Data regarding the long-term oncological outcomes of robotic gastrectomy (RG) are limited despite the increased commonality of this method as an alternative for gastric cancer treatment. Here, we conducted a meta-analysis to evaluate the long-term oncological outcomes of RG in comparison to that of laparoscopic gastrectomy (LG).


The PubMed, ISI Web of Science, EMBASE, and Cochrane Library databases were comprehensively searched for studies that compared RG and LG in terms of their long-term survival outcomes. The hazard ratios (HRs) of overall survival (OS), disease-free survival (DFS), and relapse-free survival (RFS) were obtained, while the odds ratio (OR) was recorded for the recurrence rate. A sensitivity analysis was performed. Egger’s test and Begg’s test were applied to evaluate publication bias.


Eight studies were identified and involved 3410 gastric cancer patients (RG, 1009; LG, 2401). The two groups had no significant differences in OS (HR, 0.98; 95% CI, 0.80–1.20; P = 0.81), DFS (HR, 1.36; 95% CI, 0.33–5.59; P = 0.67), RFS (HR, 0.92; 95% CI, 0.72–1.19; P = 0.53), or recurrence rate (OR, 0.92; 95% CI, 0.71–1.19; P = 0.53). Moreover, the two techniques were comparable in length of hospital stay (LOS), postoperative complication rate, 30-day mortality rate, and rate of conversion to open surgery.
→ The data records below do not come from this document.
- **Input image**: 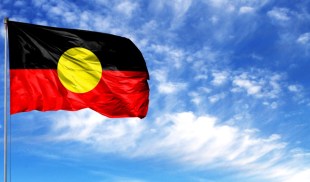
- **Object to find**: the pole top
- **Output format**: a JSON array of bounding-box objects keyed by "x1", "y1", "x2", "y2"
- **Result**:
[{"x1": 3, "y1": 17, "x2": 9, "y2": 24}]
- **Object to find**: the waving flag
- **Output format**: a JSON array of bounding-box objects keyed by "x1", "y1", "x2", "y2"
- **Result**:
[{"x1": 8, "y1": 21, "x2": 149, "y2": 118}]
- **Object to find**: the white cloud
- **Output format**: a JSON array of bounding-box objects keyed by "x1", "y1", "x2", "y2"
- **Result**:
[
  {"x1": 151, "y1": 69, "x2": 187, "y2": 94},
  {"x1": 297, "y1": 32, "x2": 310, "y2": 44},
  {"x1": 158, "y1": 82, "x2": 187, "y2": 94},
  {"x1": 211, "y1": 71, "x2": 229, "y2": 86},
  {"x1": 239, "y1": 6, "x2": 255, "y2": 14},
  {"x1": 233, "y1": 77, "x2": 262, "y2": 96},
  {"x1": 267, "y1": 8, "x2": 290, "y2": 21},
  {"x1": 231, "y1": 70, "x2": 283, "y2": 99},
  {"x1": 151, "y1": 44, "x2": 186, "y2": 68},
  {"x1": 208, "y1": 93, "x2": 226, "y2": 103},
  {"x1": 288, "y1": 85, "x2": 301, "y2": 92},
  {"x1": 116, "y1": 1, "x2": 138, "y2": 18},
  {"x1": 44, "y1": 110, "x2": 309, "y2": 182}
]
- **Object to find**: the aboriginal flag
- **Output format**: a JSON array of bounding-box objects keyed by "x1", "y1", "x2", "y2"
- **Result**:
[{"x1": 8, "y1": 21, "x2": 149, "y2": 118}]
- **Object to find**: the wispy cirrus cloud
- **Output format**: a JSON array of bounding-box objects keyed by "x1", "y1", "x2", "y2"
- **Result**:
[{"x1": 40, "y1": 110, "x2": 310, "y2": 182}]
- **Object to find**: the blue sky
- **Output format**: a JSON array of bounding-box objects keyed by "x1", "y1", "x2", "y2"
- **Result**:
[{"x1": 0, "y1": 0, "x2": 310, "y2": 182}]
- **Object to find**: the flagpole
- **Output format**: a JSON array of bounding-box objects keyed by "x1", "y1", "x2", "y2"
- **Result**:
[{"x1": 3, "y1": 17, "x2": 9, "y2": 182}]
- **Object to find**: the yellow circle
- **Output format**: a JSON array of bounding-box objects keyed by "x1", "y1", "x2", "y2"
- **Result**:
[{"x1": 57, "y1": 47, "x2": 102, "y2": 93}]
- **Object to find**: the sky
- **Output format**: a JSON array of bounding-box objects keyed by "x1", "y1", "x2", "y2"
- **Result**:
[{"x1": 0, "y1": 0, "x2": 310, "y2": 182}]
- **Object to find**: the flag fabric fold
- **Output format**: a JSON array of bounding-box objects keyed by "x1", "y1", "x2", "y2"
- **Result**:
[{"x1": 8, "y1": 21, "x2": 149, "y2": 118}]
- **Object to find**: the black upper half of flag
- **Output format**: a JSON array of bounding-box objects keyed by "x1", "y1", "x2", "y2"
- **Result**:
[{"x1": 8, "y1": 21, "x2": 147, "y2": 72}]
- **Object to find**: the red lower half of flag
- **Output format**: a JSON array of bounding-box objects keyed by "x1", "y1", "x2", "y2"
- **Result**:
[{"x1": 10, "y1": 69, "x2": 149, "y2": 118}]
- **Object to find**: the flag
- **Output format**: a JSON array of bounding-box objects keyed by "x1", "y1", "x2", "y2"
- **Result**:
[{"x1": 8, "y1": 21, "x2": 149, "y2": 118}]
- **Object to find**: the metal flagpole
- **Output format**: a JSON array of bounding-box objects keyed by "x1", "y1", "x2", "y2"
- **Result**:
[{"x1": 3, "y1": 17, "x2": 9, "y2": 182}]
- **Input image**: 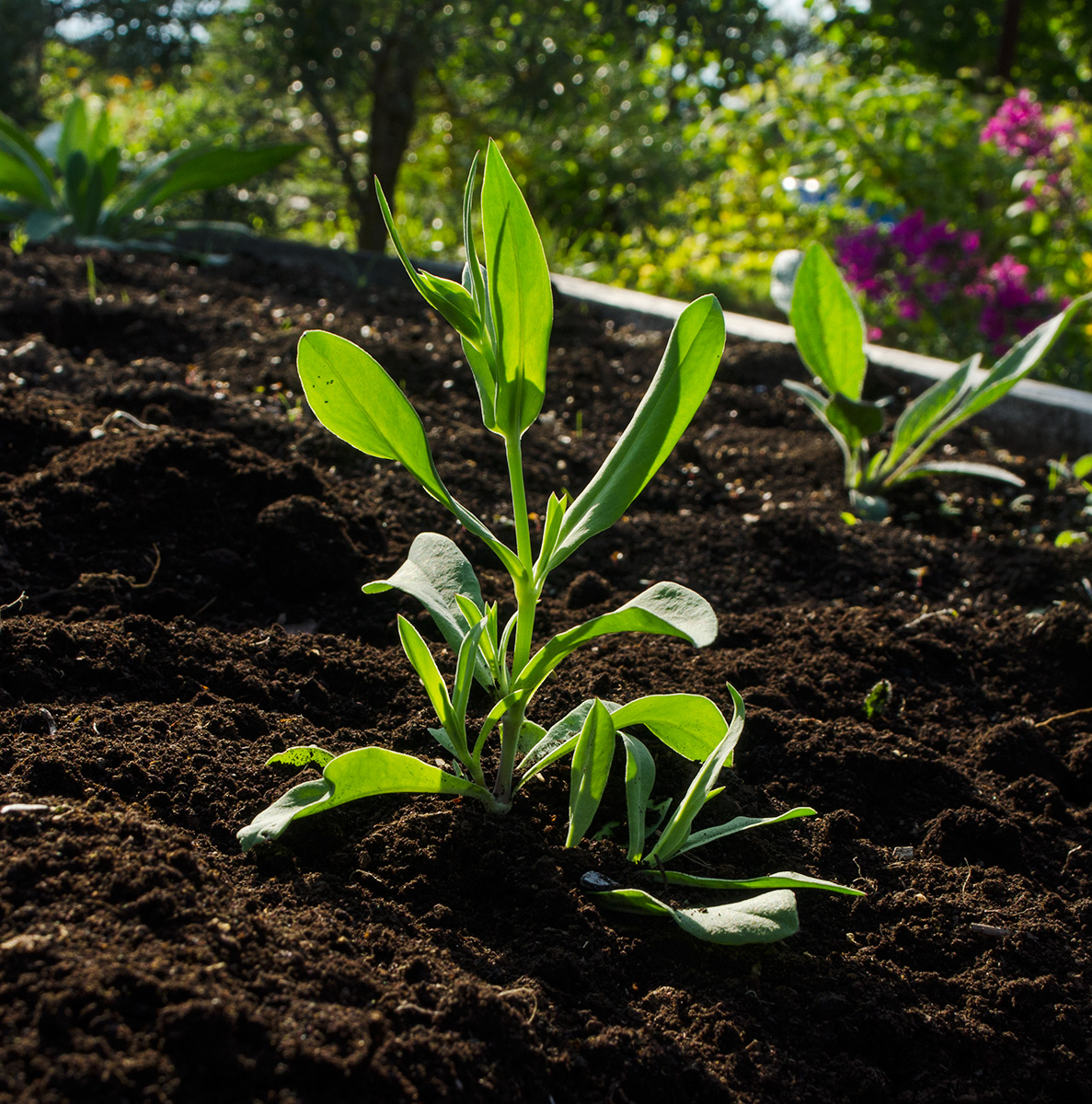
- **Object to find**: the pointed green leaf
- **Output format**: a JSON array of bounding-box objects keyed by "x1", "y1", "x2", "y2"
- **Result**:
[
  {"x1": 826, "y1": 393, "x2": 883, "y2": 449},
  {"x1": 945, "y1": 292, "x2": 1092, "y2": 431},
  {"x1": 297, "y1": 330, "x2": 523, "y2": 574},
  {"x1": 375, "y1": 178, "x2": 482, "y2": 347},
  {"x1": 546, "y1": 294, "x2": 724, "y2": 570},
  {"x1": 237, "y1": 747, "x2": 491, "y2": 851},
  {"x1": 398, "y1": 614, "x2": 469, "y2": 762},
  {"x1": 788, "y1": 242, "x2": 867, "y2": 398},
  {"x1": 622, "y1": 732, "x2": 656, "y2": 862},
  {"x1": 452, "y1": 618, "x2": 486, "y2": 739},
  {"x1": 898, "y1": 460, "x2": 1024, "y2": 487},
  {"x1": 589, "y1": 890, "x2": 800, "y2": 946},
  {"x1": 143, "y1": 143, "x2": 305, "y2": 209},
  {"x1": 54, "y1": 96, "x2": 87, "y2": 171},
  {"x1": 614, "y1": 694, "x2": 728, "y2": 760},
  {"x1": 429, "y1": 729, "x2": 459, "y2": 763},
  {"x1": 649, "y1": 684, "x2": 746, "y2": 862},
  {"x1": 566, "y1": 699, "x2": 616, "y2": 846},
  {"x1": 662, "y1": 805, "x2": 815, "y2": 860},
  {"x1": 512, "y1": 583, "x2": 717, "y2": 692},
  {"x1": 0, "y1": 111, "x2": 56, "y2": 208},
  {"x1": 880, "y1": 353, "x2": 982, "y2": 474},
  {"x1": 363, "y1": 534, "x2": 484, "y2": 666},
  {"x1": 515, "y1": 697, "x2": 600, "y2": 789},
  {"x1": 645, "y1": 870, "x2": 865, "y2": 896},
  {"x1": 481, "y1": 142, "x2": 553, "y2": 434},
  {"x1": 265, "y1": 744, "x2": 333, "y2": 771},
  {"x1": 535, "y1": 491, "x2": 572, "y2": 575}
]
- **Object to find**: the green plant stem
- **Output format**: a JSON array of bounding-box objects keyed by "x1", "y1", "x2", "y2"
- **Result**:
[
  {"x1": 492, "y1": 700, "x2": 526, "y2": 812},
  {"x1": 504, "y1": 436, "x2": 539, "y2": 679}
]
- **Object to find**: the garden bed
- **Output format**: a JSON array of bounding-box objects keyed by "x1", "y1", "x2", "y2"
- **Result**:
[{"x1": 0, "y1": 249, "x2": 1092, "y2": 1104}]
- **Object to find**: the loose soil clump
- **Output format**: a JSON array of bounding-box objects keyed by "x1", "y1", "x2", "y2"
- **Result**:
[{"x1": 0, "y1": 249, "x2": 1092, "y2": 1104}]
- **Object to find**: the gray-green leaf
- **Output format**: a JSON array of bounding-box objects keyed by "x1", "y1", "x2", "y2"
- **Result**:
[{"x1": 589, "y1": 890, "x2": 800, "y2": 946}]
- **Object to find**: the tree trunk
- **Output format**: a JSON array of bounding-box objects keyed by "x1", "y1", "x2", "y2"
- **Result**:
[
  {"x1": 302, "y1": 71, "x2": 370, "y2": 248},
  {"x1": 358, "y1": 31, "x2": 423, "y2": 253},
  {"x1": 997, "y1": 0, "x2": 1024, "y2": 81}
]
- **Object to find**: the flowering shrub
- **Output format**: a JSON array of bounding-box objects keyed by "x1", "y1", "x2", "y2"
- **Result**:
[
  {"x1": 980, "y1": 88, "x2": 1074, "y2": 169},
  {"x1": 836, "y1": 211, "x2": 1053, "y2": 346}
]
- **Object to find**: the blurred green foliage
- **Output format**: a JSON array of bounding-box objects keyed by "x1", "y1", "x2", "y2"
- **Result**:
[{"x1": 8, "y1": 0, "x2": 1092, "y2": 381}]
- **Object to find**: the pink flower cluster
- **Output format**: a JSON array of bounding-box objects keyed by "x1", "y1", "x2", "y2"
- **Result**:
[
  {"x1": 980, "y1": 88, "x2": 1074, "y2": 163},
  {"x1": 834, "y1": 211, "x2": 1050, "y2": 346},
  {"x1": 834, "y1": 211, "x2": 981, "y2": 321},
  {"x1": 966, "y1": 254, "x2": 1052, "y2": 346}
]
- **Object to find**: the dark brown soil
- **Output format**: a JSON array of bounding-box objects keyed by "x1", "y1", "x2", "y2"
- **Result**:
[{"x1": 0, "y1": 244, "x2": 1092, "y2": 1104}]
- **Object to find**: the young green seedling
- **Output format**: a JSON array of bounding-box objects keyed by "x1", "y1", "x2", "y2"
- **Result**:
[
  {"x1": 772, "y1": 243, "x2": 1092, "y2": 520},
  {"x1": 238, "y1": 143, "x2": 852, "y2": 945}
]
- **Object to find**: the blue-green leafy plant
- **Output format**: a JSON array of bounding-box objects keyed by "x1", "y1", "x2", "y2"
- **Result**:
[
  {"x1": 772, "y1": 243, "x2": 1092, "y2": 519},
  {"x1": 238, "y1": 143, "x2": 852, "y2": 942},
  {"x1": 0, "y1": 99, "x2": 304, "y2": 247}
]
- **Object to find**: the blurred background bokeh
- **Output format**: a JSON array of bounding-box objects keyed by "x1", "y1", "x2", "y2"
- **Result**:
[{"x1": 0, "y1": 0, "x2": 1092, "y2": 387}]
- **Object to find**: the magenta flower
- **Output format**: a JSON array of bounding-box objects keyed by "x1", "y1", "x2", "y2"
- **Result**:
[{"x1": 978, "y1": 88, "x2": 1074, "y2": 167}]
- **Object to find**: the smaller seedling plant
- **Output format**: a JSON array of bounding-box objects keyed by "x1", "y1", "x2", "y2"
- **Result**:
[
  {"x1": 0, "y1": 99, "x2": 304, "y2": 249},
  {"x1": 771, "y1": 243, "x2": 1092, "y2": 520},
  {"x1": 238, "y1": 143, "x2": 856, "y2": 943},
  {"x1": 1047, "y1": 453, "x2": 1092, "y2": 548}
]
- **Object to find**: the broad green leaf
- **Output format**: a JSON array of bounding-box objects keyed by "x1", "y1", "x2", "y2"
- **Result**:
[
  {"x1": 621, "y1": 732, "x2": 656, "y2": 862},
  {"x1": 566, "y1": 699, "x2": 616, "y2": 846},
  {"x1": 944, "y1": 292, "x2": 1092, "y2": 432},
  {"x1": 880, "y1": 353, "x2": 982, "y2": 475},
  {"x1": 0, "y1": 150, "x2": 52, "y2": 208},
  {"x1": 513, "y1": 583, "x2": 717, "y2": 692},
  {"x1": 237, "y1": 747, "x2": 491, "y2": 851},
  {"x1": 889, "y1": 460, "x2": 1024, "y2": 487},
  {"x1": 265, "y1": 744, "x2": 335, "y2": 771},
  {"x1": 363, "y1": 534, "x2": 491, "y2": 666},
  {"x1": 398, "y1": 614, "x2": 468, "y2": 762},
  {"x1": 481, "y1": 142, "x2": 553, "y2": 434},
  {"x1": 644, "y1": 870, "x2": 865, "y2": 896},
  {"x1": 298, "y1": 330, "x2": 451, "y2": 489},
  {"x1": 452, "y1": 618, "x2": 486, "y2": 739},
  {"x1": 646, "y1": 684, "x2": 746, "y2": 862},
  {"x1": 849, "y1": 487, "x2": 891, "y2": 521},
  {"x1": 56, "y1": 96, "x2": 87, "y2": 171},
  {"x1": 826, "y1": 393, "x2": 883, "y2": 449},
  {"x1": 297, "y1": 330, "x2": 523, "y2": 574},
  {"x1": 515, "y1": 697, "x2": 619, "y2": 789},
  {"x1": 375, "y1": 178, "x2": 482, "y2": 347},
  {"x1": 463, "y1": 338, "x2": 500, "y2": 432},
  {"x1": 661, "y1": 805, "x2": 815, "y2": 860},
  {"x1": 788, "y1": 242, "x2": 867, "y2": 398},
  {"x1": 614, "y1": 694, "x2": 728, "y2": 760},
  {"x1": 589, "y1": 890, "x2": 800, "y2": 946},
  {"x1": 0, "y1": 111, "x2": 56, "y2": 208},
  {"x1": 537, "y1": 294, "x2": 724, "y2": 578},
  {"x1": 139, "y1": 144, "x2": 305, "y2": 209}
]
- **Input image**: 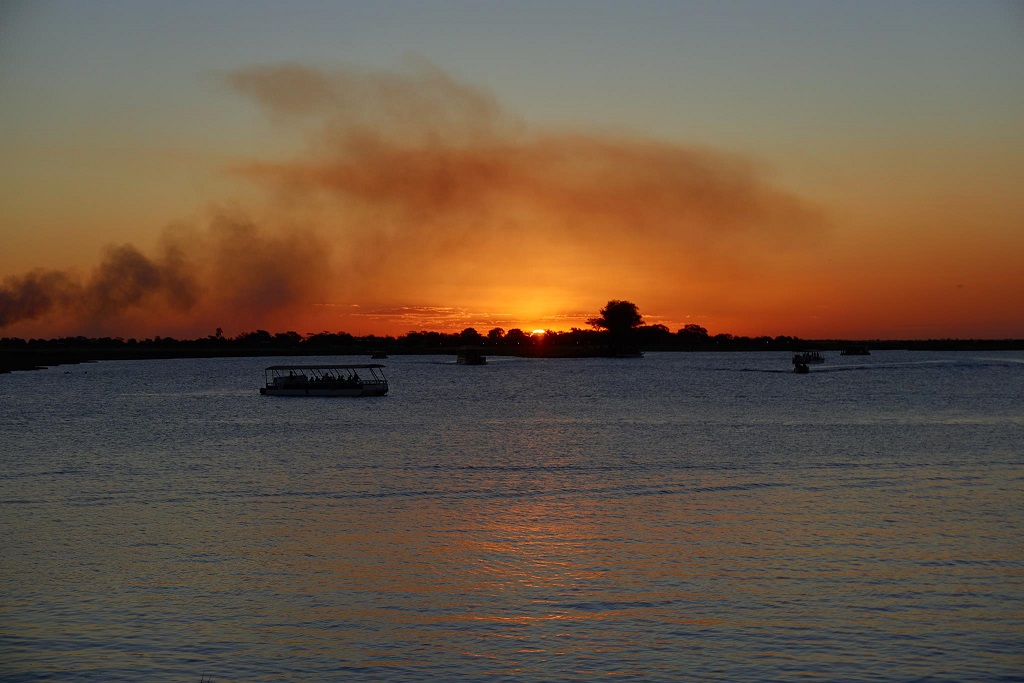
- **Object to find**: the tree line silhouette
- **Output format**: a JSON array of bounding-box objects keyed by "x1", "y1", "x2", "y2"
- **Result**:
[{"x1": 0, "y1": 300, "x2": 1024, "y2": 372}]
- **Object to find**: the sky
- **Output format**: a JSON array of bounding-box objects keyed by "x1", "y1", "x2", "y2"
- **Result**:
[{"x1": 0, "y1": 0, "x2": 1024, "y2": 339}]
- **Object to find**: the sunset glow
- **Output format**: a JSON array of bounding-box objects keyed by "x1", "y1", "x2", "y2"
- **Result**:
[{"x1": 0, "y1": 2, "x2": 1024, "y2": 338}]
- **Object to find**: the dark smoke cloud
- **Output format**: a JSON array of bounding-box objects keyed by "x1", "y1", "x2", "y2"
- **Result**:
[
  {"x1": 227, "y1": 62, "x2": 822, "y2": 303},
  {"x1": 0, "y1": 212, "x2": 330, "y2": 334}
]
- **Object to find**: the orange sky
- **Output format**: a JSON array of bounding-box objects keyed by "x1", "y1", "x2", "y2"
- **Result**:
[{"x1": 0, "y1": 2, "x2": 1024, "y2": 338}]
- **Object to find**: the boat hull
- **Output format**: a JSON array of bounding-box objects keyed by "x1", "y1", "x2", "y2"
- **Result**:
[{"x1": 259, "y1": 386, "x2": 387, "y2": 397}]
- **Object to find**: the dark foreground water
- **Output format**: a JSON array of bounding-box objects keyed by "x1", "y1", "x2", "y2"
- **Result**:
[{"x1": 0, "y1": 351, "x2": 1024, "y2": 683}]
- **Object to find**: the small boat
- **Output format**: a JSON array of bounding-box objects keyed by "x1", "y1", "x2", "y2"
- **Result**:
[
  {"x1": 456, "y1": 349, "x2": 487, "y2": 366},
  {"x1": 259, "y1": 364, "x2": 388, "y2": 396}
]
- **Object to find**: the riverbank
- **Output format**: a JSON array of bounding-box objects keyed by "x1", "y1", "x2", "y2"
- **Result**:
[{"x1": 0, "y1": 339, "x2": 1024, "y2": 374}]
The long-term oncological outcomes, expressed as OS, DFS, RFS, and recurrence rate, were similar between RG and LG. However, more randomized controlled trials with rigorous study designs and patient cohorts are needed to evaluate the oncologic outcomes of RG in patients with gastric cancer.


Gastric cancer (GC) is the third leading cause of cancer death, with 782,685 (8.2%) deaths (both sexes, all ages) and 1,033,701 (5.7%) new cases (both sexes, all ages) in 2018, making GC the fifth most common cancer worldwide [1]. Despite progress in multidisciplinary therapy, radical excision is regarded as the most effective curative treatment approach [2]. The safety and feasibility of laparoscopic gastrectomy (LG) are confirmed in the literature [3,4,5]. However, conventional laparoscopy has some limitations, including poor imaging, loss of faculties, and a long learning curve [6]. The application of robotic-assisted devices may surmount the technical drawbacks of laparoscopic surgery.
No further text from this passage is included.